8. The packaging laminate according to claim 1, wherein the support layer comprises a support layer made of aluminum and a primer layer, whereas a further modified surface layer, produced by silicatization or titanization, being provided between the support layer and the primer layer.

9. A method for producing a packaging laminate in the form of a support layer made of aluminum, which support layer is bonded to a polyolefin layer via an adhesive layer, wherein an aluminum film as the support layer is titanized or silicatized on a surface in order to form a modified surface layer, an adhesive is applied to the silicatized or titanized surface, and a polyolefin film is laminated onto the adhesive layer.

10. A method for producing a packaging laminate in the form of a support layer made of aluminum, which support layer is bonded to a polyolefin layer via a adhesion promoter layer, wherein an aluminum film is titanized or silicatized on a surface in order to form a modified surface layer and a adhesion promoter and a polyolefin film are co-extruded onto the silicatized or titanized surface.

11. The method according to claim 9, wherein a coating layer or a protective layer made of plastics material is applied to the surface of the support layer facing away from the polyolefin layer.

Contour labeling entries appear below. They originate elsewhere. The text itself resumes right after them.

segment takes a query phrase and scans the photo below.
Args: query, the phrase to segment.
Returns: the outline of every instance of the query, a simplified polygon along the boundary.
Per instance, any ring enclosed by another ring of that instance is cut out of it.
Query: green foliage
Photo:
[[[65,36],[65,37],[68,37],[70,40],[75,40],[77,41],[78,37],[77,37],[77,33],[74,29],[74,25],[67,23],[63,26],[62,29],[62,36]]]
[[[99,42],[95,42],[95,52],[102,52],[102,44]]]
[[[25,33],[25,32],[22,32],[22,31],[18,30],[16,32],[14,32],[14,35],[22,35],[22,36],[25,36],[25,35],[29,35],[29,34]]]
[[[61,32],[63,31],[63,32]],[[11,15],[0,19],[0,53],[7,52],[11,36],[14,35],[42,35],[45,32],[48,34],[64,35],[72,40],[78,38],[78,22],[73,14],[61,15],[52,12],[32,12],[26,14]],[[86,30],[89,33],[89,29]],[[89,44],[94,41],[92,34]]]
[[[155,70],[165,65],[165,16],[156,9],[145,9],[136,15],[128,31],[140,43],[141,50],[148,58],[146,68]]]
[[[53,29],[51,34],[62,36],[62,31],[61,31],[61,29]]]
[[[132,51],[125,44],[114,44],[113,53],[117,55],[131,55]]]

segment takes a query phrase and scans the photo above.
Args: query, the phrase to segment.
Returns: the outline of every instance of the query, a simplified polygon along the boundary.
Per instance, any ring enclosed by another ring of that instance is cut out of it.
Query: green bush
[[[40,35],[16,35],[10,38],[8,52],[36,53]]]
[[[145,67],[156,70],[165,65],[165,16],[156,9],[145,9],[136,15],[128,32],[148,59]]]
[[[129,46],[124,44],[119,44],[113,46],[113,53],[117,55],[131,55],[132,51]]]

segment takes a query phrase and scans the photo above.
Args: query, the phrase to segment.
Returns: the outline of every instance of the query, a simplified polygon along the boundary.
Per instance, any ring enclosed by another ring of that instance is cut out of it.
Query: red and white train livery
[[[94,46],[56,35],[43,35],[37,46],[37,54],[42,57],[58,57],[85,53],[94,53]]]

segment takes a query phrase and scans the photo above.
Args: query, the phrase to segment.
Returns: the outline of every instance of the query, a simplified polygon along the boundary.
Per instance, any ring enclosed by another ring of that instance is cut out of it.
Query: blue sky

12. The method according to claim 11, wherein the surface of the support layer facing the coating layer or the protective layer is titanized or silicatized.

13. The method according to claim 9, wherein a primer layer is applied to the titanized or silicatized surface layer of the aluminum film, which primer layer is titanized or silicatized and subsequently bonded to the polyolefin layer.

14. A packaging tray produced by deep-drawing a packaging laminate according to claim 1.

15. The packaging tray according to claim 14, wherein an oil for forming an oil layer is applied to at least one surface of the packaging laminate.